To meet the demands posed by major global trends in agricultural development and challenges faced by member nations, FAO has identified key priorities on which it is best placed to intervene. A comprehensive review of the Organization’s comparative advantages was undertaken which enabled strategic objectives to be set, representing the main areas of work on which FAO will concentrate its efforts in striving to achieve its vision and global goals.

How FAO Works

FAO creates and shares critical information about food, agriculture and natural resources in the form of global public goods. But this is not a one-way flow. We play a connector role, through identifying and working with different partners with established expertise, and facilitating a dialogue between those who have the knowledge and those who need it. By turning knowledge into action, FAO links the field to national, regional and global initiatives in a mutually reinforcing cycle. By joining forces, we facilitate partnerships for food and nutrition security, agriculture and rural development between governments, development partners, civil society and the private sector.


Partnerships are at the heart of FAO’s mission to help build consensus for a world without hunger. The effectiveness and credibility of the Organization as a policy-making forum and unique multilingual centre of excellence, knowledge and technical expertise depends to a considerable degree on its ability to work and develop strategic partnerships to harness efforts to eradicate hunger.
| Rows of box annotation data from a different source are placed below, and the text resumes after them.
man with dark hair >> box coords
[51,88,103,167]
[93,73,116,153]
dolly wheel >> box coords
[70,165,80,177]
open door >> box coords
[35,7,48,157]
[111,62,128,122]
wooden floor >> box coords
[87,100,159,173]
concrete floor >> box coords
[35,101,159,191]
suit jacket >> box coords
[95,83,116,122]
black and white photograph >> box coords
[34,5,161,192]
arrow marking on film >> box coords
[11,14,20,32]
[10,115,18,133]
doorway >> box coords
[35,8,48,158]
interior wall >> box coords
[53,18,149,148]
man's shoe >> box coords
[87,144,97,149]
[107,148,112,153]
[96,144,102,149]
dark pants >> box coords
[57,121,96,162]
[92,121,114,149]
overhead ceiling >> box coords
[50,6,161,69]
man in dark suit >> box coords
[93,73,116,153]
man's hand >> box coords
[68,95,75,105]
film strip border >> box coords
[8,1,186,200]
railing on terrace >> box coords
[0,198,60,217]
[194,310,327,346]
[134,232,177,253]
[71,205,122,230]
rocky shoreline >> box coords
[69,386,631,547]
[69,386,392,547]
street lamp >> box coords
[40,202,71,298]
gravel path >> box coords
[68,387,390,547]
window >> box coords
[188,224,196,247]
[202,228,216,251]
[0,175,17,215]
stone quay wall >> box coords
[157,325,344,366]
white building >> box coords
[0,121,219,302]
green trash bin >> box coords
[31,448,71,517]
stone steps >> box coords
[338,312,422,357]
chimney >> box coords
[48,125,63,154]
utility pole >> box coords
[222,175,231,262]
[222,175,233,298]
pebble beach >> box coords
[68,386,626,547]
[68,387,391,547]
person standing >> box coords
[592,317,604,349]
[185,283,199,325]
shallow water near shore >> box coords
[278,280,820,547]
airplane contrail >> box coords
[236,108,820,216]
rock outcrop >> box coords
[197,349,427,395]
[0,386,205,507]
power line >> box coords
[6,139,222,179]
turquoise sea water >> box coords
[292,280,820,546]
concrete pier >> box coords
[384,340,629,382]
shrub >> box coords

Eradicating hunger is a challenge that FAO cannot – and should not – face alone. The Partnerships and Advocacy Branch is responsible for developing and strengthening partnerships with non-state actors that will help to accomplish FAO’s mandate, including non-governmental organizations, civil society organizations, academia, research and development institutes, the private sector, producers’ organizations and cooperatives. The Partnerships and Advocacy Branch is responsible for the implementation of both the FAO Strategy for Partnerships with Civil Society, and the FAO Strategy for Partnerships with the Private Sector.

The Corporate Partnerships and UN Relations Branch acts as Organizational focal point, at the policy level, for UN system matters.

This includes fostering proactive FAO contributions to policy coherence and coordination across the UN system at the intergovernmental (UN General Assembly, ECOSOC, etc.) and inter-agency levels (CEB, HLCP, UNDG, etc.) on UN reform processes and other relevant issues, with a special focus on collaboration with the other Rome-based UN system organizations, WFP and IFAD, and the UN Regional Economic Commissions, acting as a catalyst for FAO MDG-related activities and facilitating FAO’s participation in the post-2015 Development Agenda process. The Branch is also responsible for the implementation of the FAO Organization-wide Strategy on Partnerships, the development of a revitalized approach to collaboration with the United Nations system, including and especially the Rome-based agencies building on the earlier (2009) ” Directions for Collaboration among the Rome-based Agencies (WFP and IFAD)” policy paper approved by the three governing bodies.